Israel Police have presented preliminary results of an inquiry to Prime Minister Naftali Bennett, Public Security Omer Bar-Lev, Justice Minister Gideon Sa’ar and new Attorney General Gali Baharav-Miara.

Allegations have caused alarm across the political spectrum with coalition and opposition politicians MKs describing revelations as an “earthquake” and calls for a state commission of inquiry.

Bar-Lev supports a governmental commission following the inquiry, Sa’ar backs a state commission formed by the Supreme Court president. 

The Knesset must pass updated legislation to establish conditions for use of cyber tools.

Police have admitted it tried to hack a handful of devices “with a warrant” but within the law.

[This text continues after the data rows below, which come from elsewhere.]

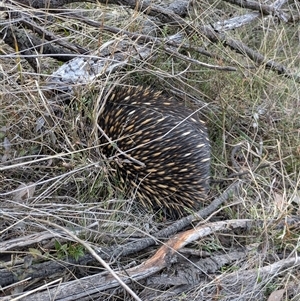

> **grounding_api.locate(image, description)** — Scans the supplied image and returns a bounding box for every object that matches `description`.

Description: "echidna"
[98,87,210,216]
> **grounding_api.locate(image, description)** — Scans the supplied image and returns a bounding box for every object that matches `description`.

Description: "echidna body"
[98,87,210,216]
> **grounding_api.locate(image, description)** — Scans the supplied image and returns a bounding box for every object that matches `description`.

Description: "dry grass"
[0,4,300,301]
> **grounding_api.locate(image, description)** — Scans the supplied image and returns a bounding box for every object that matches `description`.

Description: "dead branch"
[11,220,300,301]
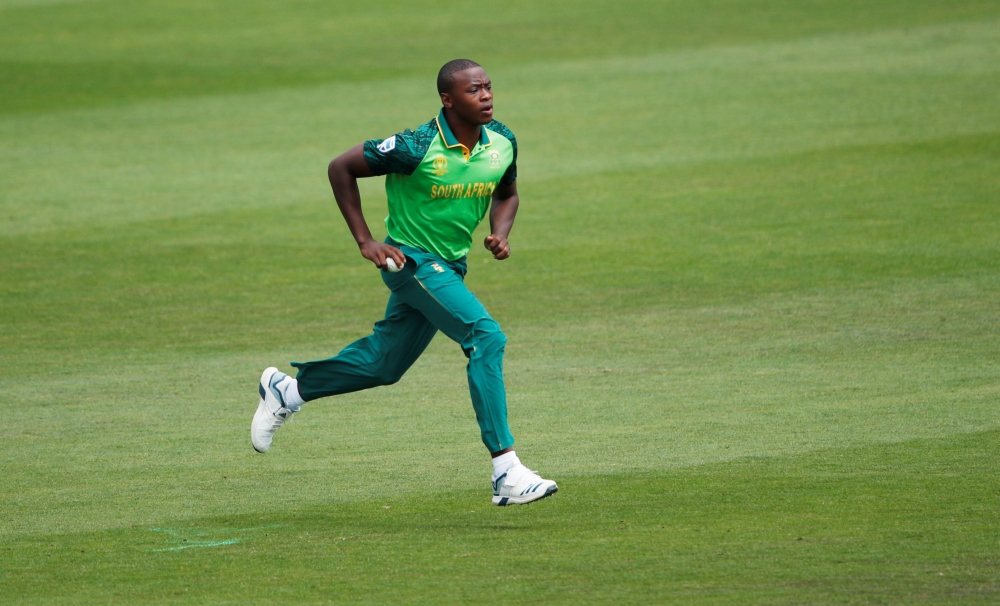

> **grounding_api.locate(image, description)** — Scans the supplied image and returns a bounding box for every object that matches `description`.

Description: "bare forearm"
[490,193,520,238]
[327,147,373,246]
[327,144,406,268]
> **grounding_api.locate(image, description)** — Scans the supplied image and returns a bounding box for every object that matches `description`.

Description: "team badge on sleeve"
[377,135,396,154]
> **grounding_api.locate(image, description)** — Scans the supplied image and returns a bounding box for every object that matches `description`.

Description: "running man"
[250,59,558,505]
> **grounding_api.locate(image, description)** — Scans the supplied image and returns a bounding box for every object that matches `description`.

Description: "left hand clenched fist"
[483,234,510,261]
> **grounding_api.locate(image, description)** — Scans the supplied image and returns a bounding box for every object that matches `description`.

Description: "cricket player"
[250,59,558,505]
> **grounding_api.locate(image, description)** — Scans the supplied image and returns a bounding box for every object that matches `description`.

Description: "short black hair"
[438,59,482,95]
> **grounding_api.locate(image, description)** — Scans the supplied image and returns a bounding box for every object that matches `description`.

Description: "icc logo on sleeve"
[432,155,448,177]
[378,135,396,154]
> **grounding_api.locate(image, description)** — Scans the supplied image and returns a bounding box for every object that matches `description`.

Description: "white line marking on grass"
[150,524,283,552]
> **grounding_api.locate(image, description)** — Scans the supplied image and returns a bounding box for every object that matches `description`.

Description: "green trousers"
[292,241,514,453]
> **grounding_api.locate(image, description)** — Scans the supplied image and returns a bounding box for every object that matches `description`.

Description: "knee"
[465,319,507,354]
[377,368,403,385]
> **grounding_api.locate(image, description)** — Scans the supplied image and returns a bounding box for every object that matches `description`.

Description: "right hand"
[360,239,406,269]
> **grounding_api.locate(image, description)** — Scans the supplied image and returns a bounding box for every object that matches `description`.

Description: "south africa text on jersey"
[431,183,497,198]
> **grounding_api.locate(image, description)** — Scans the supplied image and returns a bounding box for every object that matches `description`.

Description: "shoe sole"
[493,485,559,507]
[250,366,278,454]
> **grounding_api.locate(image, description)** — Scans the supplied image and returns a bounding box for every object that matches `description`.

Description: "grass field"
[0,0,1000,604]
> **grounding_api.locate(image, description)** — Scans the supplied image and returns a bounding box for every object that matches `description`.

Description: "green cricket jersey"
[364,109,517,261]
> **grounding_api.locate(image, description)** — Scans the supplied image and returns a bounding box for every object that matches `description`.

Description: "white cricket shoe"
[493,463,559,507]
[250,366,295,452]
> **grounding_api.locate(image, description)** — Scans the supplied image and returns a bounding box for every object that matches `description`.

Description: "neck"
[444,107,483,150]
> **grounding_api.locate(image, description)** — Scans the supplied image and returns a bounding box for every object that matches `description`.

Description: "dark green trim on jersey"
[364,112,517,261]
[364,120,438,175]
[434,107,496,148]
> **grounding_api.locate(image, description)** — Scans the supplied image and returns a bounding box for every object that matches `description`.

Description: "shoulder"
[364,120,437,175]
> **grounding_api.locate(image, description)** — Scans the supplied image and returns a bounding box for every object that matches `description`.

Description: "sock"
[275,377,306,412]
[493,450,521,480]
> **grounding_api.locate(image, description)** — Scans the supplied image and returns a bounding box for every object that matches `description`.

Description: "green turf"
[0,0,1000,604]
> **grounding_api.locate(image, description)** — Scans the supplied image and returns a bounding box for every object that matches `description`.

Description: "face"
[441,67,493,124]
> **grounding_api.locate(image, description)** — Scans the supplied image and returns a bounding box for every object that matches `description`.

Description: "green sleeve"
[364,119,437,175]
[486,120,517,187]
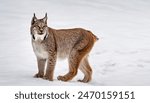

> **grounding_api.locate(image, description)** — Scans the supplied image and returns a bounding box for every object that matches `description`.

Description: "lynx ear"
[43,13,47,24]
[31,13,37,25]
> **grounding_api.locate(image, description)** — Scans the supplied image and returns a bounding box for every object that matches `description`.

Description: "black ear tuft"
[43,13,47,24]
[31,13,37,25]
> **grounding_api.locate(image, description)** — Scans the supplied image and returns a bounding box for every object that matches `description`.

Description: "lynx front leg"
[34,59,46,78]
[57,50,83,81]
[43,53,56,81]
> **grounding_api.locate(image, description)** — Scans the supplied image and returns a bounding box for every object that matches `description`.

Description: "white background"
[0,86,150,103]
[0,0,150,86]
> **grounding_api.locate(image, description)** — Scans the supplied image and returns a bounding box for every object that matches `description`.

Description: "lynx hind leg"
[78,57,92,83]
[34,59,46,78]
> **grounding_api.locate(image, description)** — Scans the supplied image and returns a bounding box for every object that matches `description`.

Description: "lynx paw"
[34,73,43,78]
[43,76,53,81]
[78,79,90,83]
[57,76,68,82]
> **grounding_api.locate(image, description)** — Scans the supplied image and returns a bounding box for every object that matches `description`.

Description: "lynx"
[30,13,98,83]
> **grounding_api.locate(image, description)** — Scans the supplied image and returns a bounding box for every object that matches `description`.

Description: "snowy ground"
[0,0,150,86]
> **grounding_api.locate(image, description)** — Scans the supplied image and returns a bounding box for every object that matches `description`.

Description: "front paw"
[34,73,43,78]
[57,76,68,81]
[43,76,53,81]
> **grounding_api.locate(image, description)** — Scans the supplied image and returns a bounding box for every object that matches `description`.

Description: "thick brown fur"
[31,14,98,83]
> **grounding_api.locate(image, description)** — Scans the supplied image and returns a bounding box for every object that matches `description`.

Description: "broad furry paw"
[57,76,68,82]
[34,73,43,78]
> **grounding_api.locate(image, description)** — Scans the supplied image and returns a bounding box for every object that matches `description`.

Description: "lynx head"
[30,13,48,41]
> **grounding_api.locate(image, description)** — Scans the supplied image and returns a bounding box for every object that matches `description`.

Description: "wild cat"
[30,13,98,83]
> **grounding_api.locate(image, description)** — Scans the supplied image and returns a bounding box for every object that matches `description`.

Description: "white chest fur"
[32,42,48,59]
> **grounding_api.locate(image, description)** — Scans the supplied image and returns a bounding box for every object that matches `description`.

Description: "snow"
[0,0,150,86]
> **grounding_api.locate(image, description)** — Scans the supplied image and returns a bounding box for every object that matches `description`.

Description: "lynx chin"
[30,13,98,83]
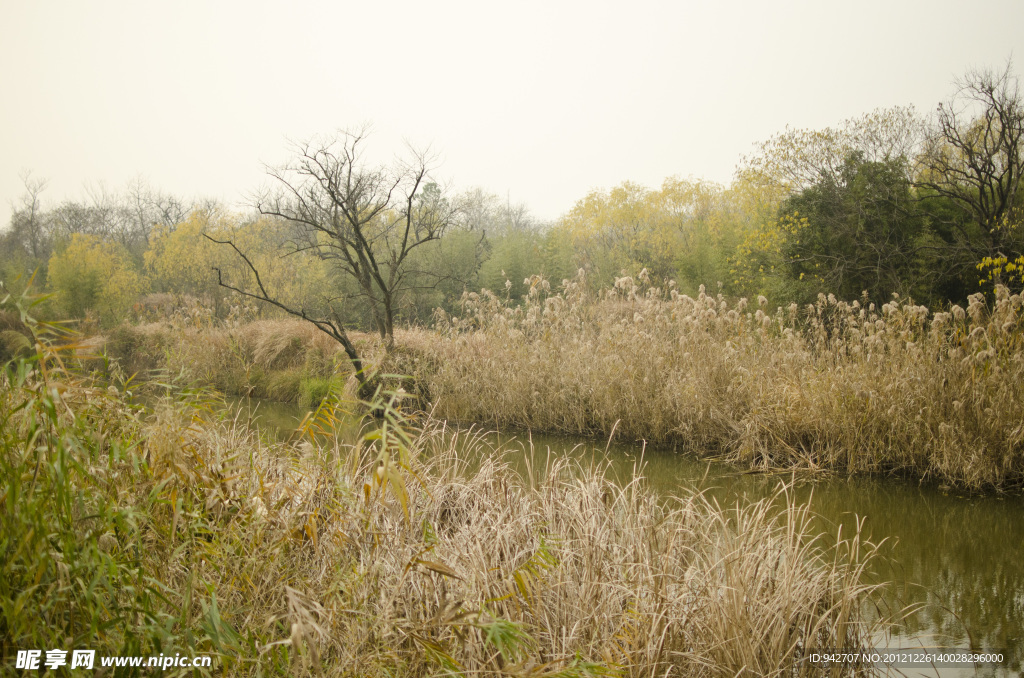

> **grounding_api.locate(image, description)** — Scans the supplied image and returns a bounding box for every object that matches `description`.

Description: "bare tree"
[10,170,49,261]
[208,130,455,391]
[916,63,1024,252]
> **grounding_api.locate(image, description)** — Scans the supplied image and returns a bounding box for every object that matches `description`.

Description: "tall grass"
[421,278,1024,489]
[0,288,874,677]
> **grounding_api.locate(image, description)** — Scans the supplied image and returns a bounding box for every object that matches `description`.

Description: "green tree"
[48,234,148,327]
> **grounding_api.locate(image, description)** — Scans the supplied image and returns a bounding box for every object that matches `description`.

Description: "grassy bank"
[0,313,872,677]
[97,279,1024,491]
[413,279,1024,490]
[103,316,356,407]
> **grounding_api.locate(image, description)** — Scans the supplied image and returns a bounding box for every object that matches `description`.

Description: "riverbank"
[97,279,1024,492]
[0,333,877,678]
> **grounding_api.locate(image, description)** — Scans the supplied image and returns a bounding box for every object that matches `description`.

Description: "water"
[228,395,1024,677]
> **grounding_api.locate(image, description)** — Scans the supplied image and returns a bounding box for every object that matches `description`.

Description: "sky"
[0,0,1024,224]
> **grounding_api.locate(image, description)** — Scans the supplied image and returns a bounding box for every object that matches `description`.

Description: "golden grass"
[0,288,878,678]
[0,374,876,678]
[419,278,1024,490]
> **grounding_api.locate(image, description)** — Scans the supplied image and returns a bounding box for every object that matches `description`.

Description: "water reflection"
[228,402,1024,676]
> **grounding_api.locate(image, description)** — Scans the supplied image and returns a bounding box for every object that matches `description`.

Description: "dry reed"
[421,278,1024,490]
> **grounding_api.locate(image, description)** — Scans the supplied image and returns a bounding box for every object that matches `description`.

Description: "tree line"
[0,65,1024,343]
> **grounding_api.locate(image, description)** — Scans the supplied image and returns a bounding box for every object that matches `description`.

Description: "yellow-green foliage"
[48,234,147,326]
[416,278,1024,489]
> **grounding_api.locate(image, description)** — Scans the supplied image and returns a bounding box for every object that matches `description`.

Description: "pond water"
[233,400,1024,676]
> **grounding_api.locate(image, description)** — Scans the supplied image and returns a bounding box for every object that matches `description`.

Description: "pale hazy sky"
[0,0,1024,224]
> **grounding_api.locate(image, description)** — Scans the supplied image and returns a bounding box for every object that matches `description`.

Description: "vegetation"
[0,292,876,677]
[420,276,1024,490]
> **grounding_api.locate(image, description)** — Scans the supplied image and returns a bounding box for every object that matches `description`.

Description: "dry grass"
[421,278,1024,490]
[0,383,873,677]
[0,288,878,678]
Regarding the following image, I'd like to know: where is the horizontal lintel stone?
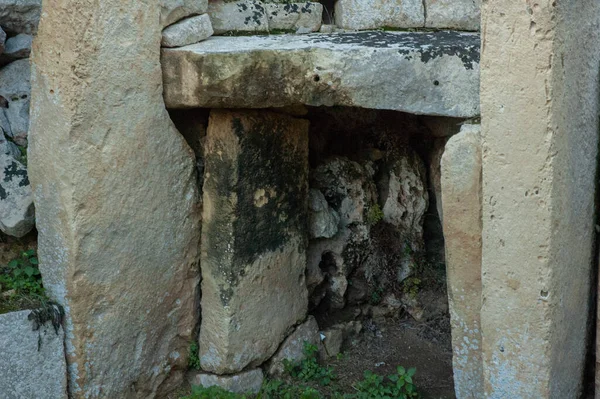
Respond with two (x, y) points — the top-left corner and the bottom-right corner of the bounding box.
(162, 31), (479, 117)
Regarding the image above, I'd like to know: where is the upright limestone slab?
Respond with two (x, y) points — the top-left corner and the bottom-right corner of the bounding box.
(480, 0), (600, 398)
(29, 0), (200, 398)
(200, 111), (308, 374)
(441, 125), (484, 399)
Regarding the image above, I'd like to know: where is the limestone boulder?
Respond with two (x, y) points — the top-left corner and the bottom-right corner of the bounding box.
(199, 111), (308, 374)
(188, 369), (264, 394)
(161, 14), (213, 47)
(441, 125), (484, 398)
(0, 33), (33, 66)
(266, 316), (320, 376)
(159, 0), (208, 28)
(265, 1), (323, 33)
(377, 149), (429, 251)
(0, 0), (42, 34)
(0, 310), (67, 399)
(208, 0), (269, 35)
(162, 30), (480, 117)
(334, 0), (425, 30)
(424, 0), (481, 31)
(29, 0), (200, 399)
(309, 188), (340, 238)
(0, 59), (31, 146)
(0, 150), (35, 237)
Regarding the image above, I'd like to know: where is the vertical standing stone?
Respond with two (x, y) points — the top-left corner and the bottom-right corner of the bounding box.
(29, 0), (200, 399)
(200, 111), (308, 374)
(441, 125), (483, 399)
(480, 0), (600, 398)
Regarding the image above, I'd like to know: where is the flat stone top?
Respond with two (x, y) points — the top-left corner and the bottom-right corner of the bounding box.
(162, 31), (480, 117)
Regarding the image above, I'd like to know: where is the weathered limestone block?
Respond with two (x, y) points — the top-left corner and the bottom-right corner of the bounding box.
(266, 316), (320, 376)
(425, 0), (481, 31)
(265, 1), (323, 32)
(161, 14), (213, 47)
(0, 310), (67, 399)
(0, 59), (31, 146)
(377, 149), (429, 251)
(480, 0), (600, 399)
(162, 30), (480, 117)
(188, 369), (264, 394)
(208, 0), (269, 35)
(200, 111), (308, 374)
(0, 0), (42, 33)
(0, 33), (33, 66)
(159, 0), (208, 28)
(441, 125), (484, 398)
(334, 0), (425, 30)
(28, 0), (200, 399)
(0, 150), (35, 237)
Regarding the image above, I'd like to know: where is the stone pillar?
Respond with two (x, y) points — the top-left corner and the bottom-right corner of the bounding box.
(29, 0), (200, 398)
(199, 111), (308, 374)
(481, 0), (600, 398)
(441, 125), (483, 399)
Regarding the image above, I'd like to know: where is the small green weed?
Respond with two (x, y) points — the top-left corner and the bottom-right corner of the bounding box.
(353, 366), (418, 399)
(283, 342), (336, 385)
(0, 249), (44, 296)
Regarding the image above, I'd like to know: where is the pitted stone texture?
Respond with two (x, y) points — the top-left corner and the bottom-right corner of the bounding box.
(309, 189), (340, 238)
(265, 1), (323, 33)
(159, 0), (208, 28)
(188, 369), (264, 394)
(28, 0), (200, 399)
(377, 148), (429, 251)
(481, 0), (600, 399)
(0, 59), (31, 146)
(0, 150), (35, 237)
(0, 0), (42, 33)
(425, 0), (481, 31)
(162, 30), (479, 117)
(200, 111), (308, 374)
(0, 310), (67, 399)
(161, 14), (213, 47)
(266, 316), (320, 376)
(334, 0), (425, 30)
(208, 0), (269, 35)
(441, 125), (485, 398)
(0, 33), (33, 66)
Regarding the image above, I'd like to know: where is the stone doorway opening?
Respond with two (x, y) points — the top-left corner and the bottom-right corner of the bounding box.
(170, 106), (464, 395)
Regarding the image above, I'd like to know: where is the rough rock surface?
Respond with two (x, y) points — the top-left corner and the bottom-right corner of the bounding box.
(441, 125), (484, 398)
(0, 0), (42, 33)
(334, 0), (425, 30)
(425, 0), (481, 31)
(265, 1), (323, 32)
(159, 0), (208, 28)
(266, 316), (320, 376)
(0, 33), (33, 66)
(0, 59), (31, 146)
(308, 188), (340, 238)
(162, 30), (479, 117)
(0, 310), (67, 399)
(161, 14), (213, 47)
(29, 0), (200, 399)
(188, 369), (264, 394)
(481, 0), (600, 399)
(208, 0), (269, 35)
(0, 149), (35, 237)
(200, 111), (308, 374)
(377, 149), (429, 251)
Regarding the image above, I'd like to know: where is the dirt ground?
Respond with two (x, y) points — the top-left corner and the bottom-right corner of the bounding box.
(328, 319), (455, 399)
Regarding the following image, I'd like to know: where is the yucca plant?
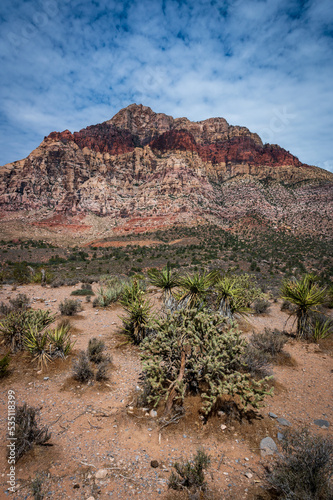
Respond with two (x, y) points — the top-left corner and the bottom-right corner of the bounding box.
(47, 325), (75, 358)
(214, 274), (262, 319)
(312, 318), (333, 342)
(148, 263), (179, 309)
(120, 279), (145, 307)
(122, 296), (151, 344)
(24, 325), (51, 369)
(281, 274), (326, 338)
(177, 271), (217, 309)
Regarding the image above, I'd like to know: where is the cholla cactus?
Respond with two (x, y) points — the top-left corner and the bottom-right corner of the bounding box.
(141, 310), (271, 415)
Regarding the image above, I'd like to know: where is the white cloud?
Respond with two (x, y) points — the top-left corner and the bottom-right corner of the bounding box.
(0, 0), (333, 171)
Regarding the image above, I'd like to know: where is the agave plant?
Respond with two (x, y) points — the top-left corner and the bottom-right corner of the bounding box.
(24, 325), (51, 368)
(281, 274), (326, 338)
(148, 263), (179, 309)
(48, 325), (75, 358)
(177, 271), (217, 309)
(214, 274), (262, 319)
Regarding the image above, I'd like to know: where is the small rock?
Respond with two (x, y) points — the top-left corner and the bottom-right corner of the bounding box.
(313, 419), (330, 429)
(276, 417), (291, 427)
(95, 469), (108, 479)
(260, 437), (277, 457)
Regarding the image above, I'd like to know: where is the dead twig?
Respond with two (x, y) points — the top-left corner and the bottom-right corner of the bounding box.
(159, 413), (184, 432)
(88, 420), (103, 429)
(217, 453), (224, 470)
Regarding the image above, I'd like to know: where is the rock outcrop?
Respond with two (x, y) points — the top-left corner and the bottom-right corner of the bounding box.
(0, 104), (333, 238)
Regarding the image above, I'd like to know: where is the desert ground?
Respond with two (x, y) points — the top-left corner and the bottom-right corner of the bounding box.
(0, 284), (333, 500)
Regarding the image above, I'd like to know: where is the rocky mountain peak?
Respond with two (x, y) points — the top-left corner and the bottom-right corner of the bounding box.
(0, 104), (333, 239)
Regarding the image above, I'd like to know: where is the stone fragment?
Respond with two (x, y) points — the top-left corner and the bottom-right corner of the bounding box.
(313, 418), (330, 429)
(95, 469), (108, 479)
(276, 417), (291, 427)
(260, 437), (277, 458)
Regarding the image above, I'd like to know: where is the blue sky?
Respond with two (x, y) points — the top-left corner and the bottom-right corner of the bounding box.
(0, 0), (333, 171)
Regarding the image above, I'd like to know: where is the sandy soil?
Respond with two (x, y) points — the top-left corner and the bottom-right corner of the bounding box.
(0, 285), (333, 500)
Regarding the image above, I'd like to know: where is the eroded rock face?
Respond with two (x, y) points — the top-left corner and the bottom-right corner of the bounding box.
(0, 104), (333, 233)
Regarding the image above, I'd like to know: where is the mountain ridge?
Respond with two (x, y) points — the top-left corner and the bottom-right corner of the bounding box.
(0, 104), (333, 240)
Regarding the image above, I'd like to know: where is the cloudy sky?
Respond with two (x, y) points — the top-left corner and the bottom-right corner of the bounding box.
(0, 0), (333, 171)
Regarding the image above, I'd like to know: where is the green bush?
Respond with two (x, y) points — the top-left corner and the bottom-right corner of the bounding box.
(267, 429), (333, 500)
(59, 299), (82, 316)
(253, 298), (270, 314)
(0, 309), (54, 352)
(141, 309), (272, 415)
(71, 288), (95, 297)
(168, 449), (210, 493)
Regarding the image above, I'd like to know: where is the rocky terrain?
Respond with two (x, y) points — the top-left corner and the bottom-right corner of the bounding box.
(0, 104), (333, 239)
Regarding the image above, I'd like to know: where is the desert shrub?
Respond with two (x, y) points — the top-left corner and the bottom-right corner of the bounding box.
(95, 361), (109, 382)
(280, 300), (297, 314)
(71, 288), (95, 297)
(31, 269), (54, 285)
(0, 309), (54, 352)
(267, 429), (333, 500)
(253, 298), (270, 314)
(242, 344), (272, 379)
(59, 299), (82, 316)
(93, 287), (121, 307)
(308, 313), (333, 342)
(214, 274), (262, 318)
(51, 278), (65, 288)
(281, 274), (327, 338)
(325, 284), (333, 309)
(10, 403), (51, 463)
(122, 295), (151, 344)
(24, 325), (51, 368)
(47, 323), (75, 359)
(141, 309), (272, 415)
(87, 338), (105, 364)
(9, 293), (30, 311)
(0, 353), (10, 379)
(250, 328), (288, 358)
(176, 271), (217, 309)
(73, 351), (94, 383)
(168, 449), (210, 493)
(0, 302), (13, 316)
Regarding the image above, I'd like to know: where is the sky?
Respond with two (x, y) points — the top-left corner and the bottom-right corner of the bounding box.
(0, 0), (333, 172)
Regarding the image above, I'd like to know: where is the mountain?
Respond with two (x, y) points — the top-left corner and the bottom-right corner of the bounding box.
(0, 104), (333, 240)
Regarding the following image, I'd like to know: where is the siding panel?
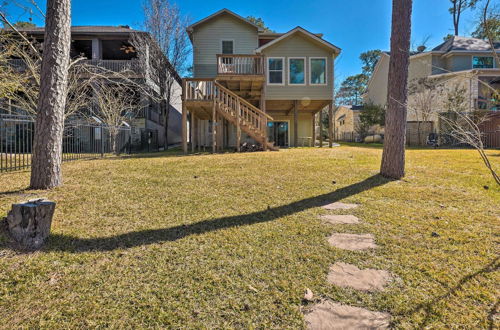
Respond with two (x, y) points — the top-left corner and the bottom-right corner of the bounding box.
(263, 34), (334, 100)
(193, 14), (258, 78)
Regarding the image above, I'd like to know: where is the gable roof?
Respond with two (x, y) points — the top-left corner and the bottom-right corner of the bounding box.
(186, 8), (263, 33)
(432, 36), (500, 52)
(255, 26), (341, 54)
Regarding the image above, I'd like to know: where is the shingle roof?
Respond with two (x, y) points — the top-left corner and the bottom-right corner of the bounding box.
(6, 25), (143, 34)
(432, 36), (500, 52)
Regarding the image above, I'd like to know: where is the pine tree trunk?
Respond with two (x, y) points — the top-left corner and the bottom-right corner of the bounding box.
(30, 0), (71, 189)
(380, 0), (412, 179)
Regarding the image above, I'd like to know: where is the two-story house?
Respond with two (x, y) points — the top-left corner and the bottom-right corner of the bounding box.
(364, 36), (500, 138)
(183, 9), (340, 151)
(2, 26), (182, 149)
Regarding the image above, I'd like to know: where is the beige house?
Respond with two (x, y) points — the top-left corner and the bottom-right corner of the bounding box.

According to Calcalist the police cyber-SIGINT unit used NSO’s Pegasus to hack phones of politicians, business people, mayors and journalists among others.

Bar-lev said after he met with Bennett, Sa’ar and the new attorney general that the spyware was only used against a handful of individuals not more than two dozen Israeli figures reportedly hacked by police without authorisation.

Leader of the Opposition Benjamin Netanyahu told the Knesset said: “It is a black day for the state of Israel.”

Interior Minister Ayelet Shaked commented: “If the report is correct, this is an earthquake. An external commission of inquiry is needed. It wasn’t for these purposes that the police bought these programs. The Knesset and the entire public deserve answers.”

Health Minister Nitzan Horowitz noted: “There is serious suspicion of criminal offenses, and since the suspects are police or former police, we need a criminal investigation. The police cannot investigate itself. I doubt that the Police Internal Investigations Department can cope with such a comprehensive investigation of senior officers and in depth. That’s why I think the investigation must be conducted by an agency external to the police, headed by a Supreme Court judge, beyond the state commission of inquiry.”

The use of technology exposed a loophole in the law regarding outdated models of wiretapping.

The State Attorney’s Office and Public Security Ministry and police argued technological tools such as Pegasus help fight organised crime.